Well these variables can also be called dependent and independent variables. Dependent variables are another name for response variables. They depend on the values of the independent variable. It can also have a third name, and be called an outcome variable. The independent variable on the other hand is another name for predictor variables.

For example, if you are trying to predict fear of crime using age (so your research question might ask: are older people more worried about crime?) then in this case, you belueve that age will be influencing fear, right? Old age will cause high fear, and young age will cause low fear. In this case, since age is influencing fear, a person’s level of fear of crime depends on their age. So your dependent variable is age. And since it’s influenced by fear, fear if the independent variable.

So what about in the case of an experiment? Let’s return to our example with the scared straight programmes. We want to know whether scared straight has an effect on future offending, correct? So what are our variables here? Remember last week, when we were identifying concepts in research questions in the feedback session? That might help. So we want to know the effect of scared straight on the people’s future offending. Our variables are in italics; they are:

exposure to scared straight programme
future offending behaviour.

Now which influences which one? Well the clue is always in our question. And our question is whether kids who participate in scared straight offend less than they would have if they didn’t participate. So for this we know that we have one variable (in this case offending) that depends on the other (participating in scared straight or not). So what does this mean for which is dependent variable and which is the independent?

Take a moment to try to answer this yourself. Think about which one is predicting which outcome if the dependent/independent division doesn’t work for you. You should definitely have a go at trying to guess here, because I will give you the answer later, and it will help you check your understanding, and if you are unsure, then do ask now. The dependent/independent variable distinction will be important throughout your data analysis career, even if that is only this one course.

So take a moment to think through, and decide which variable is dependent or independent. Here is a corgi running around in circles to separate the answer, so you don’t accidentally read ahead:

Right so now you’re hopefully reading on after your own consideration, and you may have found that your dependent variable is the one that depends on the intervention, which is - whether the young person exposed to the scared straight programme offends or not. So your dependent variable is future offending. This would have to be conceptualised (how far in the future, what counts as offending, etc) and then in turn operationalised, to be measured somehow.

Your independent variable on the other hand is the thing that you want to see the effect of, in this case, it’s participation in the scared straight programme. Right? You are interested in whether participation causes less offending in the future.

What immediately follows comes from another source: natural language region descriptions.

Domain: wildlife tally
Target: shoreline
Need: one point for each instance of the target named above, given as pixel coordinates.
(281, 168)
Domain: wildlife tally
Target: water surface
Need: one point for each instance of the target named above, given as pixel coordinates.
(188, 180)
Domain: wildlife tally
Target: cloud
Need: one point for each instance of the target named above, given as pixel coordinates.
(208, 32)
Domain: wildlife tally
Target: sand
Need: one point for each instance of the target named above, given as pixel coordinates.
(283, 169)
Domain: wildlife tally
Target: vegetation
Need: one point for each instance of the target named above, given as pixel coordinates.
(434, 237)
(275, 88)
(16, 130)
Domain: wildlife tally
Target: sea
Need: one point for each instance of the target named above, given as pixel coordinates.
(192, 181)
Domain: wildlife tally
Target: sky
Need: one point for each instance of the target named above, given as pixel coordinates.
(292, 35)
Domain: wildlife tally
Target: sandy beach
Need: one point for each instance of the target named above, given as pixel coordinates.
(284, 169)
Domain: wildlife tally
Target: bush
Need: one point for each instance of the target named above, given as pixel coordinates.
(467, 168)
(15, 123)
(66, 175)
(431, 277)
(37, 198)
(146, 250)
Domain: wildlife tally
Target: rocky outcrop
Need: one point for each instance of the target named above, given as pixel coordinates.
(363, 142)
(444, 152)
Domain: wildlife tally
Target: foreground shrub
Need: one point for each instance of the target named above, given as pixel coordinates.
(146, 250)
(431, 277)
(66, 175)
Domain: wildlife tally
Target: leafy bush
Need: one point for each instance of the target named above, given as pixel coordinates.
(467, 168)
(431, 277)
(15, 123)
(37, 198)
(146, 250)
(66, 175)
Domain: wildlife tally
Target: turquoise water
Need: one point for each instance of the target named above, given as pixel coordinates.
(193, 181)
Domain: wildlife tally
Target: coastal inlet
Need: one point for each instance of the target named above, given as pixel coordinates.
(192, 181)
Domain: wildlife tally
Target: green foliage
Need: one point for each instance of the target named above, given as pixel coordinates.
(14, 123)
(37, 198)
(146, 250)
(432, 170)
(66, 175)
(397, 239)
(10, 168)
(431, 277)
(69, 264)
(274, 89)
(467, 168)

So your independent variable is participating in scared straight. Again you would have to conceptualise scared straight participation (can they go to one event, do they have to attend many? does it matter what happens to them? whether they get yelled at or not? whether they go into prison or not, etc) and then also operationalised in a way (do we just measure did this young person ever take part as a yes/no categorical variable? Do we count the number of times they took part?)

But no matter how you conceptualise and operationalise these variables, you will still have to be able to determine the effect of one or the other. And the research design of your study will greatly affect whether or not you can do that.

Experiments provide you with a research design that does allow you to make these cause and effect conclusions. If you design your study as experiments, you will be able to control for certain variation, and employ methods that give you certainty about what causes what, and which event came first. This is a huge strength of experimental design. When talking about causation, or in evaluations, experimental design has features that mean that it is an optimal methodology for evaluation. Of course this does not mean it’s the only appropriate design. But it’s one approach that we will cover here in detail.

So for your research design to be considered an experiment the three criteria listed above should be met. You need your dependent and independent variables, but you also need variation in your independent variable (usually between 2 groups). So the first thing you need is two groups, between who you can compare the value of the dependent variable, after having exposed them to some difference in the independent variable. What you need from these two groups, is that they are different on this value of the independent variable. This is because you want to compare them. As you will have picked up from your readings, these two groups are often called your treatment and your control groups, because one group is administered some treatment (such as they took part in the intervention you are hoping to evaluate) while the other one receives the business as usual approach. Think back to the Philadelphia foot patrol video above: one group of street segments (treatment) received foot patrols, right? That’s where beats were drawn up to, and where foot patrol officers went on their shifts, to do their thing, and keep the streets safe. But there were also another set of street segments, right? The ones that were assigned to the control groups did not receive foot patrol. Police still responses to calls for service, and everything went on as usual, but there was no patrol there - this is the control group.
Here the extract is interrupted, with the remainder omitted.